StreamReader

class torchaudio.io.StreamReader(src: str, format: Optional[str] = None, option: Optional[Dict[str, str]] = None, buffer_size: int = 4096)[source]

Fetch and decode audio/video streams chunk by chunk.

For the detailed usage of this class, please refer to the tutorial.

Parameters:

src (str, file-like object or Tensor) –
The media source. If string-type, it must be a resource indicator that FFmpeg can handle. This includes a file path, URL, device identifier or filter expression. The supported value depends on the FFmpeg found in the system.

If file-like object, it must support read method with the signature read(size: int) -> bytes. Additionally, if the file-like object has seek method, it uses the method when parsing media metadata. This improves the reliability of codec detection. The signagure of seek method must be seek(offset: int, whence: int) -> int.

If Tensor, it is interpreted as byte buffer. It must be one-dimensional, of type torch.uint8.

Please refer to the following for the expected signature and behavior of read and seek method.
- https://docs.python.org/3/library/io.html#io.BufferedIOBase.read
- https://docs.python.org/3/library/io.html#io.IOBase.seek
format (str or None, optional) –
Override the input format, or specify the source sound device. Default: None (no override nor device input).

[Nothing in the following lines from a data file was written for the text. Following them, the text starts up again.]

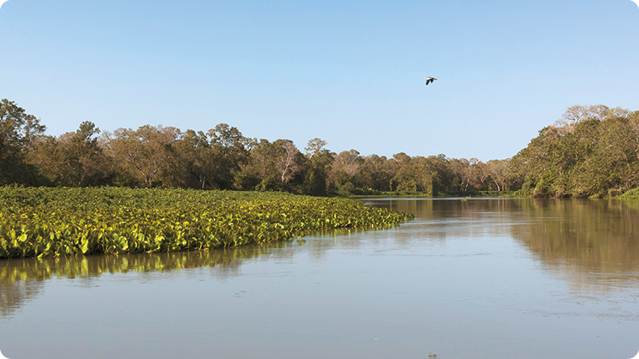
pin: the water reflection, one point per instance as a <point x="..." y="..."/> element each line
<point x="22" y="280"/>
<point x="592" y="244"/>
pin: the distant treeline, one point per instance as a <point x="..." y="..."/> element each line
<point x="584" y="154"/>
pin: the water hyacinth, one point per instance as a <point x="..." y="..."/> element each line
<point x="52" y="222"/>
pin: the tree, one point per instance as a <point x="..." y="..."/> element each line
<point x="18" y="131"/>
<point x="146" y="152"/>
<point x="73" y="159"/>
<point x="287" y="164"/>
<point x="230" y="153"/>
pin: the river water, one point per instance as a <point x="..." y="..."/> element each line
<point x="476" y="278"/>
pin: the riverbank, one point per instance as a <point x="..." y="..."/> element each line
<point x="52" y="222"/>
<point x="417" y="194"/>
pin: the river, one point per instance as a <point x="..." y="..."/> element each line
<point x="468" y="278"/>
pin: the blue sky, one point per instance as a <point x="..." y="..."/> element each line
<point x="349" y="72"/>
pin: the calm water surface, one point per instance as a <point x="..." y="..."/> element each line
<point x="477" y="278"/>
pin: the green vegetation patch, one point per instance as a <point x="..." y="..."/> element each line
<point x="52" y="222"/>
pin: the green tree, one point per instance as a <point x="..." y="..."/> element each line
<point x="18" y="131"/>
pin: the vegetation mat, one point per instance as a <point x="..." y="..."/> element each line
<point x="53" y="222"/>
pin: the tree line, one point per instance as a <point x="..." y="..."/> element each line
<point x="583" y="154"/>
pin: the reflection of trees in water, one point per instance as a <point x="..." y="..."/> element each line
<point x="594" y="242"/>
<point x="14" y="295"/>
<point x="441" y="219"/>
<point x="21" y="280"/>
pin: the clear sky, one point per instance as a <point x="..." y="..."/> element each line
<point x="348" y="72"/>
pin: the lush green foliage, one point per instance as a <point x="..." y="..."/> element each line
<point x="64" y="221"/>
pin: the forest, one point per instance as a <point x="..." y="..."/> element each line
<point x="590" y="151"/>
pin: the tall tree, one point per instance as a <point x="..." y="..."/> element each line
<point x="146" y="152"/>
<point x="18" y="131"/>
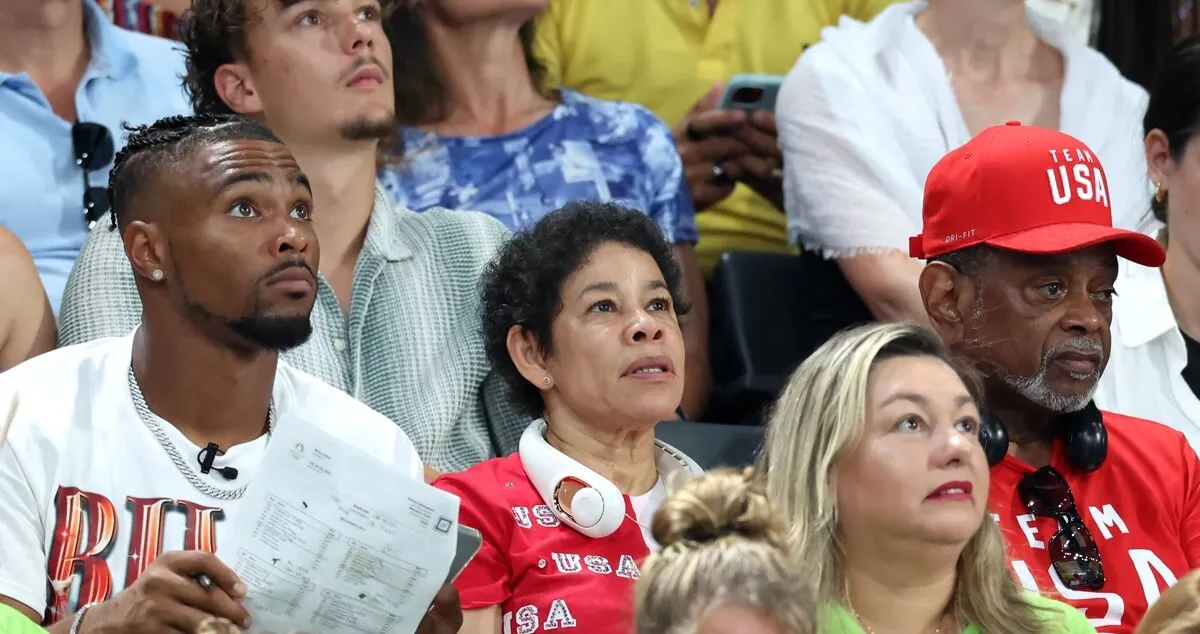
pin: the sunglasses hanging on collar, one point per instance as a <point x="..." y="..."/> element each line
<point x="93" y="147"/>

This argument serves two different usecases.
1. Override the source format. This is useful when the input data do not contain a header.
2. Specify the input source device. This allows to load media stream from hardware devices, such as microphone, camera and screen, or a virtual device.
Note

This option roughly corresponds to -f option of ffmpeg command. Please refer to the ffmpeg documentations for the possible values.

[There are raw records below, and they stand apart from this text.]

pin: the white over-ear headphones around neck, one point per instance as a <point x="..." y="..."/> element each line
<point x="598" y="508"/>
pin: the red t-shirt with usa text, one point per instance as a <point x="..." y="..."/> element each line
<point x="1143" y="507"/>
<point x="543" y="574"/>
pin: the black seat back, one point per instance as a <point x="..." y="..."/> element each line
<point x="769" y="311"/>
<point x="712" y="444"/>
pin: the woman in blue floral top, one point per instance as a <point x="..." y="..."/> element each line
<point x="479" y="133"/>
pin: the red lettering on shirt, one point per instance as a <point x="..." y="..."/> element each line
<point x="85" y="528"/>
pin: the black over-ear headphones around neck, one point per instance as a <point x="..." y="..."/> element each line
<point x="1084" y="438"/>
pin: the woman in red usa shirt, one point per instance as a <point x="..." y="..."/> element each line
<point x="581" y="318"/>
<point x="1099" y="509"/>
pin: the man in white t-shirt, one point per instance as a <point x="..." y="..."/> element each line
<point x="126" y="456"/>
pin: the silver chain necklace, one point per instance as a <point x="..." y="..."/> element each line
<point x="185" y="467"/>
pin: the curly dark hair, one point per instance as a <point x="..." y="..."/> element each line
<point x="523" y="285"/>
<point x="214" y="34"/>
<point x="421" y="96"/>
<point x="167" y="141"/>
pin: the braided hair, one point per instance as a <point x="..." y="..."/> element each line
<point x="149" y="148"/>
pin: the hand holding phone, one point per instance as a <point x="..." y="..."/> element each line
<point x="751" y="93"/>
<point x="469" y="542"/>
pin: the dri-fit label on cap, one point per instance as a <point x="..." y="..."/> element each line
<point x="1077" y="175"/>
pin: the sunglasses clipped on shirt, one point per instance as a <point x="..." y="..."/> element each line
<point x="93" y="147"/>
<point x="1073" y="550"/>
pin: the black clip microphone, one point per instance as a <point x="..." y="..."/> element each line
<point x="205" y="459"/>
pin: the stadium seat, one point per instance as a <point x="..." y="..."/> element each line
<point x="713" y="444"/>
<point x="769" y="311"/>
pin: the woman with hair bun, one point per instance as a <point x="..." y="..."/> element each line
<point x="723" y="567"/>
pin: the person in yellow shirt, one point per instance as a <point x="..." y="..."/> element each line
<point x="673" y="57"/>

https://ffmpeg.org/ffmpeg-formats.html#Demuxers

Use ffmpeg -demuxers to list the values available in the current environment.

For device access, the available values vary based on hardware (AV device) and software configuration (ffmpeg build).

https://ffmpeg.org/ffmpeg-devices.html#Input-Devices

Use ffmpeg -devices to list the values available in the current environment.
option (dict of str to str, optional) –
Custom option passed when initializing format context (opening source).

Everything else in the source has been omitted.